Quelle: Helge Treichel

Leegebruch. Die Pegelstände im Raum Leegebrauch gehen weiter zurück, die Hochleistungspumpen des Technischen Hilfswerks (THW) arbeiten aber vorerst weiter. Es werde geprüft, ob das THW in absehbarer Zeit die Arbeit in Velten und Leegebruch einstellen kann, erklärte am Donnerstagnachmittag Ronny Wappler, Sprecher des Landkreises. Tausende Kubikmeter Wasser wurden in den vergangenen Tagen über ein Schlauchleitungssystem in das Veltener Hafenbecken gepumpt, um die Ortslage von Leegebruch nach dem Jahrhundertregen zu entlasten. Am Freitag werde die Situation am Pumpensystem erneut neu beurteilt.

Nachdem zahlreiche Gräben kurzfristig entkrautet wurden, haben diese ihre maximale Fließgeschwindigkeit erreicht, was ebenfalls zur Entlastung beigetragen hat.

Der Kreisbrandmeister überwacht weiter die Pegel in Leegebruch und Germendorf.
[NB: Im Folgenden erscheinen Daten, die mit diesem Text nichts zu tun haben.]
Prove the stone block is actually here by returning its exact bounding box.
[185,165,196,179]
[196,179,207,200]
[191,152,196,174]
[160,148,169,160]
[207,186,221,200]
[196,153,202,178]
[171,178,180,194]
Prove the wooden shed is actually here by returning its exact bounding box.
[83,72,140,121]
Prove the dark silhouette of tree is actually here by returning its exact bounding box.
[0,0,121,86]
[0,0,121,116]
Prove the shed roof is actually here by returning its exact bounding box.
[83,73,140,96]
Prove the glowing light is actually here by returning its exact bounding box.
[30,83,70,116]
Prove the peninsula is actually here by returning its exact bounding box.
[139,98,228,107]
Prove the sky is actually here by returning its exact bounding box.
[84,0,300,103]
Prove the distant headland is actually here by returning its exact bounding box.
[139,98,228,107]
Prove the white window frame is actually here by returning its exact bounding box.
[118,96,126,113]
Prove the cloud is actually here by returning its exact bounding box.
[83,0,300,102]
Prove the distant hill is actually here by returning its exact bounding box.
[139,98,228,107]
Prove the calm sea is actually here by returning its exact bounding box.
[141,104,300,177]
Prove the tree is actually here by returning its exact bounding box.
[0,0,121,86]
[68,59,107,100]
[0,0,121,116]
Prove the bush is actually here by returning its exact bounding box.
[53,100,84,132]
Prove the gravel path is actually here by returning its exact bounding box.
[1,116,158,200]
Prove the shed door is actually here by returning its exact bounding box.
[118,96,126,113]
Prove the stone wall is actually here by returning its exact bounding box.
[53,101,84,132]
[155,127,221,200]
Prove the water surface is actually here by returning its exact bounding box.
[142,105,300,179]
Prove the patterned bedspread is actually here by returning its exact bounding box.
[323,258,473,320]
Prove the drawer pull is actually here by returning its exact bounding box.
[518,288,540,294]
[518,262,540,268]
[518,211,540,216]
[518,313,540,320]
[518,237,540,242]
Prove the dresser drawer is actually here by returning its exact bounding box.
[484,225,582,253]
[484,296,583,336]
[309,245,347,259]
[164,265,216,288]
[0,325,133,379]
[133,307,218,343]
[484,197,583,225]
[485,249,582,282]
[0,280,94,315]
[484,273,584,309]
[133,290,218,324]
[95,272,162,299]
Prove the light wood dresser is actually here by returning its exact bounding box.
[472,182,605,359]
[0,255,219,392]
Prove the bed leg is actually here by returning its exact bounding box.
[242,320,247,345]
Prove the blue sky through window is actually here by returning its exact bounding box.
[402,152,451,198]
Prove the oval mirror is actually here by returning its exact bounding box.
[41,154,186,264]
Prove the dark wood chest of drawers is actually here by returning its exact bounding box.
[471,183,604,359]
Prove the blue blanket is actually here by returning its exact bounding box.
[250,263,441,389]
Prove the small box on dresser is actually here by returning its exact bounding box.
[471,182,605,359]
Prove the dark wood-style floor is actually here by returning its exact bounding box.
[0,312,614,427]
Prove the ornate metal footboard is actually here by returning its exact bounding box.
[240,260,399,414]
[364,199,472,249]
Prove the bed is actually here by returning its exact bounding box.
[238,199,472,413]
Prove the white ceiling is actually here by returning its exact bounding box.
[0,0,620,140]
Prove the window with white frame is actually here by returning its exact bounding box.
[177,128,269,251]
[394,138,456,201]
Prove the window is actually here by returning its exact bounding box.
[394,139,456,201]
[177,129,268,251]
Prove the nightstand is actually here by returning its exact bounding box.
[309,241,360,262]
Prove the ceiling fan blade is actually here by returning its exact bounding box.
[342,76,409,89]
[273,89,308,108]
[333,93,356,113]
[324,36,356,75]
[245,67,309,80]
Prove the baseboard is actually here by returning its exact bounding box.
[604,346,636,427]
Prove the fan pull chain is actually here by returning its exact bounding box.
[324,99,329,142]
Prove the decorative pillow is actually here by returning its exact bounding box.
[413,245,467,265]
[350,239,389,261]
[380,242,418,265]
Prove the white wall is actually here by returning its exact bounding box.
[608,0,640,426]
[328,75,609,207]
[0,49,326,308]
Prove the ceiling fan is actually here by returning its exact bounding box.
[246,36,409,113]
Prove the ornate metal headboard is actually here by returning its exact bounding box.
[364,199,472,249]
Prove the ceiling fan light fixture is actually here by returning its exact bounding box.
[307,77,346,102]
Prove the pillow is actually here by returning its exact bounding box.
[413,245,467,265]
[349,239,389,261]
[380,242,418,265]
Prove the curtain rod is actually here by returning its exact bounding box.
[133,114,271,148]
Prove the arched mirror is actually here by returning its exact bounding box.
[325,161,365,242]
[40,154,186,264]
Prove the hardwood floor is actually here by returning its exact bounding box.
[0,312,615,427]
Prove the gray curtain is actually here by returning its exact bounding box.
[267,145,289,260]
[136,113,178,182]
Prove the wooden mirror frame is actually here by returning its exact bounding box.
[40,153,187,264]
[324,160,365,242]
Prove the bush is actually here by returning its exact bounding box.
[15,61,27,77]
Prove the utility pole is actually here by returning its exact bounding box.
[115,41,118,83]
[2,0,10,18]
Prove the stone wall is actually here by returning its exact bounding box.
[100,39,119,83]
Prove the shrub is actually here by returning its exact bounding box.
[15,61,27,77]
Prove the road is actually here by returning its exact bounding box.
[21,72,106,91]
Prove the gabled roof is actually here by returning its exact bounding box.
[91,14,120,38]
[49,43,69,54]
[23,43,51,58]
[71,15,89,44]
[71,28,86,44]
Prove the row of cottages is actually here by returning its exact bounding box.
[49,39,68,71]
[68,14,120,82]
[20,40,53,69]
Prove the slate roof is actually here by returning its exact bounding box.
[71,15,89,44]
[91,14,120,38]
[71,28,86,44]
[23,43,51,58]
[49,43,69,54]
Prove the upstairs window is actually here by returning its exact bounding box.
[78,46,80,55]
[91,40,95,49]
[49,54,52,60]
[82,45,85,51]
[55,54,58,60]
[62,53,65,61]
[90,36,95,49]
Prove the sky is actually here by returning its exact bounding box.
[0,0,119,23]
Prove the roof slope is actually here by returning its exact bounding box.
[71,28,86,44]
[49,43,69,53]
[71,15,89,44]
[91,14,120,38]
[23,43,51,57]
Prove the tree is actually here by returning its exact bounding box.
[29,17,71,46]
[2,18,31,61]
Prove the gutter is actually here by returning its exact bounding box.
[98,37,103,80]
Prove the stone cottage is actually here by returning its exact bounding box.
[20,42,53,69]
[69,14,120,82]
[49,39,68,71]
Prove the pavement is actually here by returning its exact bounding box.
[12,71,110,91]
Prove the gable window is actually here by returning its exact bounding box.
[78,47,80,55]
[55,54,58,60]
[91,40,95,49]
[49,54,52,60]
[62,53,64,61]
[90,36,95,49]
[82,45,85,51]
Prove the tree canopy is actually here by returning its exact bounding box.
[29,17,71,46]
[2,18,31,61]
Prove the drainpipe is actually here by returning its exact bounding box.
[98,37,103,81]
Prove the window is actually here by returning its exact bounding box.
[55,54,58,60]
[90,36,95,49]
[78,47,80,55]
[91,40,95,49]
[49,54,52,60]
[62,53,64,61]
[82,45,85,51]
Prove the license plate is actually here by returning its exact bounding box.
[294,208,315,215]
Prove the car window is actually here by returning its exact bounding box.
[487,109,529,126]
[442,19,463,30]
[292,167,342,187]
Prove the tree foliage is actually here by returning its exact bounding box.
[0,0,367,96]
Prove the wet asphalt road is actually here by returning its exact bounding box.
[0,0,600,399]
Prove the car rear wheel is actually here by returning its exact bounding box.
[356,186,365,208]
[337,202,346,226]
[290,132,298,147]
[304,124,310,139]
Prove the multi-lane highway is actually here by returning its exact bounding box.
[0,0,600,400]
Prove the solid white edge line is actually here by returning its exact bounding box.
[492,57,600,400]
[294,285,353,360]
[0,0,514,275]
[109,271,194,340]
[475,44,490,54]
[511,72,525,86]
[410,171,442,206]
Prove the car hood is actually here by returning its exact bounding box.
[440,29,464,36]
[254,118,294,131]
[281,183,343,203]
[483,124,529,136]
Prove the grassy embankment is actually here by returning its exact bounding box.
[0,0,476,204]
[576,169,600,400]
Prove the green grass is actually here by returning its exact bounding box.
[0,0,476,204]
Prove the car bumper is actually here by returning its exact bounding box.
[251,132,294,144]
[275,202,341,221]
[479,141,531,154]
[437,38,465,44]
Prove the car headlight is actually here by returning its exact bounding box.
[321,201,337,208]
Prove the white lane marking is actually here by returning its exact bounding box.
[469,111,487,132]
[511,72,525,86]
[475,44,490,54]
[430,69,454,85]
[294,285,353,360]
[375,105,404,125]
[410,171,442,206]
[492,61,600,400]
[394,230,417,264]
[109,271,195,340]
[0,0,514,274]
Das mobile Pegelüberwachungssystem an den Entwässerungsgräben stammt aus den Beständen des Technischen Hilfswerks. Es kommt sonst an Donau und Rhein zum Einsatz. Der Kreis will eventuell das Wasserstands-Überwachungssystem auf Dauer in Oberhavel belassen, da weitere Starkregen-Ereignisse in Zukunft wegen des Klimawandels nicht auszuschließen seien.

Die Erfahrungen des Großeinsatzes werden in den kommenden Wochen genau ausgewertet, kündigte Wappler an. Die Bestandsaufnahme werde eine Rolle bei der künftigen Ausbildung und Ausstattung der Einsatzkräfte spielen.

Zusätzlich müsse geprüft werden, ob das Entwässerungssystem in der ehemaligen Sumpflandschaft um Leegebruch noch den aktuellen Anforderungen entspreche, hatte Vize-Landrat Egmont Hamelow erklärt. Die Gemeinde sei in den ­vergangenen Jahren stark gewachsen.

Der stellvertretende Wehrführer Holger Wiechmann wies darauf hin, dass die Kräfte der Leegebrucher Feuerwehrleute ihre Grenzen erreichen. Mittlerweile sind sie schon seit mehr als einer Woche im Dauereinsatz.

Seit Donnerstagvormittag funktioniert das Abwassersystem der Grundschule wieder. Schüler und Lehrer sind nicht mehr auf die aufgestellten Dixi-Toiletten angewiesen. Viele andere Leegebrucher müssen noch auf den Wiederanschluss ans Abwassersystem warten.

Der Bärenklauer Weg zwischen der Anschlussstelle zur neuen B 96 und Leegebruch soll am Freitag wieder freigegeben werden. Die Einfahrt zur Birkenallee in Leegebruch ist noch gesperrt. Weiter gesperrt ist wegen des THW-Pumpensystems auch die Lindenstraße (Landesstraße 20) zwischen Lindensiedlung und Kreisverkehr in Velten.